Non sono iscritto a nessun partito, da cinque anni ho scelto di non votare alle elezioni nazionali, e credo che continuerò a farlo sino a quando la politica italiana non uscirà dalle pastoie di quella logica partitica di destra e sinistra che per anni ha afflitto l’Italia.
Anch’io, come tutti quelli che scrivono su questo blog lo faccio per il gusto di esercitare un diritto democratico che i guardiani del sistema non sono ancora riusciti a toglierci: quello di esprimere liberamente il mio pensiero e le mie opinioni su quello che vedo intorno a me.
Come gli amici che pubblicano i loro post su questo blog, non percepisco nessun compenso per questo, ho un mio lavoro, campo di altro e non ho bisogno di visibilità. Se lo facciamo è, quindi, solo per passione, e per partecipare a chi legge questi post pensieri che sui giornali con finanziamento pubblico o su testate locali che si dichiarano bipartisan, non troverebbero spazio. Sicuramente non mi vedrete mai in una lista elettorale o ricoprire un ruolo all’interno di un’istituzione. Non ne ho bisogno, non mi interessa e mi piacerebbe sapere quanti, fra quelli che ci criticano, possono dire le stessa cosa parlando di sé stessi.

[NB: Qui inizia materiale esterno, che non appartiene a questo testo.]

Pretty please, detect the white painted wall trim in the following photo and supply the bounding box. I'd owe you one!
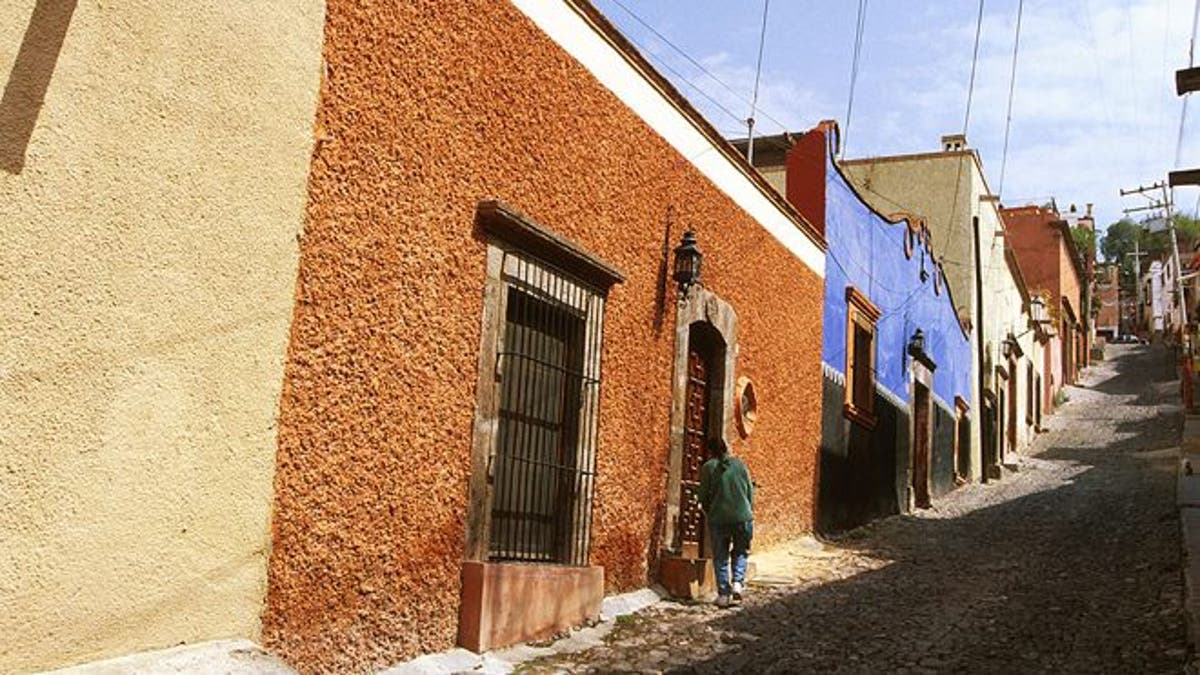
[512,0,824,279]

Ogni giorno, a Prato come nel resto d’Italia, molti scrivono, non solo sulle loro bacheche di Facebook o sui loro blog, ma anche sui mezzi di stampa, notizie vere o tendenziose, critiche con parole urlate, al solo scopo di apparire.

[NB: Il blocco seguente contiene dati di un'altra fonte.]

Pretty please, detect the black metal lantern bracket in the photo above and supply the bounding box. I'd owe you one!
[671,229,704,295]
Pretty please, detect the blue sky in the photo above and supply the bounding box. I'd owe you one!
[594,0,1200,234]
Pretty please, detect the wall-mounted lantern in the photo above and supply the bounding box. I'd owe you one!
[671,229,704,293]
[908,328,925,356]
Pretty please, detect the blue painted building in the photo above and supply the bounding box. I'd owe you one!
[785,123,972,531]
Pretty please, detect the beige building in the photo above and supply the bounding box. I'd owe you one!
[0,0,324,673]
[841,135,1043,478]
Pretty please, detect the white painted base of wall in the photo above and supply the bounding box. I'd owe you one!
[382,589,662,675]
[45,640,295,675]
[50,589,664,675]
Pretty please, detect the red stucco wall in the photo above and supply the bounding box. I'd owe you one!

Spesso questo comportamento è motivato da forti interessi economici, dal desiderio di mettersi in mostra, o semplicemente per superare una frustrazione. Siamo in democrazia, o almeno così ci viene fatto credere, c’è libertà di stampa ed è giusto che sia così. A questo proposito mi piace ricordare, a me stesso per primo, e a chiunque decide di rendere pubblico il suo pensiero e le sue opinioni, queste parole di Indro Montanelli: “Combattete per quello in cui credete. Perderete, come le ho perse io, tutte le battaglie. Ma solo una potrete vincerne. Quella che s’ingaggia ogni mattina, davanti allo specchio”.

Prato è la città in cui vivo, una città piena di problematiche. Fra tutte spicca quella prodotta dagli effetti di un’immigrazione rimasta per decenni fuori controllo e che oggi, nei numeri, risulta molto difficile da gestire, soprattutto in ordine a un processo di reale integrazione. A questo si aggiunge il fatto che il normale controllo delle attività produttive e commerciali, sia condotte da cittadini italiani che stranieri immigrati presenta, a Prato, per gli stessi motivi, difficoltà maggiori che altrove.
La crisi economica si fa sentire e molti cittadini sono costretti a tirare a campare come meglio possono: tutto ciò fa apprezzare ancora di più il fatto di avere un  tetto dove stare, un lavoro, anche se mal pagato, e  molte altre cose che diamo per scontate.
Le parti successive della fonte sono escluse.